There is a saying “what you can’t measure, you can’t manage”.

When it comes to the data center facility, the Green Grid recommended using PUE (Power Usage Effectiveness) as a metric to measure data center efficiency. PUE is quite widely adopted in the industry today. It was intended (and still is) to be a simple metric for data centers that is easy to understand and use, that enables DC operators and IT administrators to quickly estimate the energy efficiency of their data centers, compare the results against other data centers, and determine if any energy efficiency improvements can be made or if there are potential problems. The PUE metric – which is the ratio of a facility’s total power to the power being drawn by IT equipment – requires complete knowledge and understanding of each component in the data center and its power consumption.

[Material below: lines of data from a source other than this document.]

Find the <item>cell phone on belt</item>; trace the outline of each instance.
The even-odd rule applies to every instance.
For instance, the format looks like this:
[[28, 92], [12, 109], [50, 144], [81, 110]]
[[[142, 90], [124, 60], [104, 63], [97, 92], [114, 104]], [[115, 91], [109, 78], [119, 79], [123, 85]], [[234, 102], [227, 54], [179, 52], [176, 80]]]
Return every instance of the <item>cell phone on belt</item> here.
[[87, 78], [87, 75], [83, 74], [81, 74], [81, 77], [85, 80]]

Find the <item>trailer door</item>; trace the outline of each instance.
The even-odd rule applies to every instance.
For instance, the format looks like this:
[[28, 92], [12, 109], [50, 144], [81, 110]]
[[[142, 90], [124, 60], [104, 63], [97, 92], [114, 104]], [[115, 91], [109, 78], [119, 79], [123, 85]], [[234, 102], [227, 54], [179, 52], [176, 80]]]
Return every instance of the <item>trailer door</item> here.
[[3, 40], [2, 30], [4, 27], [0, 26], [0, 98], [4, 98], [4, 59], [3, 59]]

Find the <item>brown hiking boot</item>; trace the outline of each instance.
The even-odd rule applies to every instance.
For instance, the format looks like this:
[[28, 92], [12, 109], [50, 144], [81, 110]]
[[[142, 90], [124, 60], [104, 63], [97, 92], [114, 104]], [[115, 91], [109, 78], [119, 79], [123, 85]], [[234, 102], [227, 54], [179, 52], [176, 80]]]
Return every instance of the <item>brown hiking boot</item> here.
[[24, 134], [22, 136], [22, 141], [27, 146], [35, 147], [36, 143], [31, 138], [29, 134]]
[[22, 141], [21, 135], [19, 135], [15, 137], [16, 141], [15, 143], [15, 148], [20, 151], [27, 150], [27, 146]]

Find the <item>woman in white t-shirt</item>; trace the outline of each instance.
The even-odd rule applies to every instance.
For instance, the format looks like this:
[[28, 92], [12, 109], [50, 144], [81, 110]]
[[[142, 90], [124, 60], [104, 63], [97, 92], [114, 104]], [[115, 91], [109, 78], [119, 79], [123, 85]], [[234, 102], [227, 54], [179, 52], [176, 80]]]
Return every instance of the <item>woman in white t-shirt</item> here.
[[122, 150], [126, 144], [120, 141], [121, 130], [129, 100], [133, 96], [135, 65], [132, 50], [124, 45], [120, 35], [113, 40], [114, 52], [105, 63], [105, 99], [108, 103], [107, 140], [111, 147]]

However, if you would analyze the ratio carefully, you realize a catch. “Power being drawn by IT equipment” – this is a variable number. IT equipment’s power consumption varies from time to time, depending on their utilization. For example, a server with 10% utilization will consume less power than a server utilized at 90% level.

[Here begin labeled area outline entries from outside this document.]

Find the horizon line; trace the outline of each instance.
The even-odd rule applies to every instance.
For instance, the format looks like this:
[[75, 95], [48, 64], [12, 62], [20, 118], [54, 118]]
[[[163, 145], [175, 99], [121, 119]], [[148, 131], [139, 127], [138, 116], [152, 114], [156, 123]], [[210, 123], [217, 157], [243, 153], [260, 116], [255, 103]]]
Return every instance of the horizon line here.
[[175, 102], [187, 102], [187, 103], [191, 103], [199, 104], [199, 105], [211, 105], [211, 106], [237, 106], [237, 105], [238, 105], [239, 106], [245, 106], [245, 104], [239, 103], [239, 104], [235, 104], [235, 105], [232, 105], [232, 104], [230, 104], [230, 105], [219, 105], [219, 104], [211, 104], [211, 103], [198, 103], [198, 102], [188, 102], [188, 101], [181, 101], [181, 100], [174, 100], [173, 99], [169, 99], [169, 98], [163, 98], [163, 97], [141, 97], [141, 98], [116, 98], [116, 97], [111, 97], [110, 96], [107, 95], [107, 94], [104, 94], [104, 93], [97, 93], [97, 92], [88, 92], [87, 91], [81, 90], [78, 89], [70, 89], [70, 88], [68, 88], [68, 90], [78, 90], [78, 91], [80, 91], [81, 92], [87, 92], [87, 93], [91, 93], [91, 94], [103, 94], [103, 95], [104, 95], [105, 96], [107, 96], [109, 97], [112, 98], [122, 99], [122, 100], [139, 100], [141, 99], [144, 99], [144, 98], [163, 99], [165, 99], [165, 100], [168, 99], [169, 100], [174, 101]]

With this in mind, I believe the newest PUE standard published by The Green Grid outlines three levels of measuring data center energy, which addresses a continuous measurement rather than a point-in-time measurement:

Basic (Level 1)—Manual, infrequent collection and analysis of data.

Intermediate (Level 2)—Daily automated data collection and analysis, but at the facility level.

Advanced (Level 3)—Continuous, automated data collection and analysis at the device level.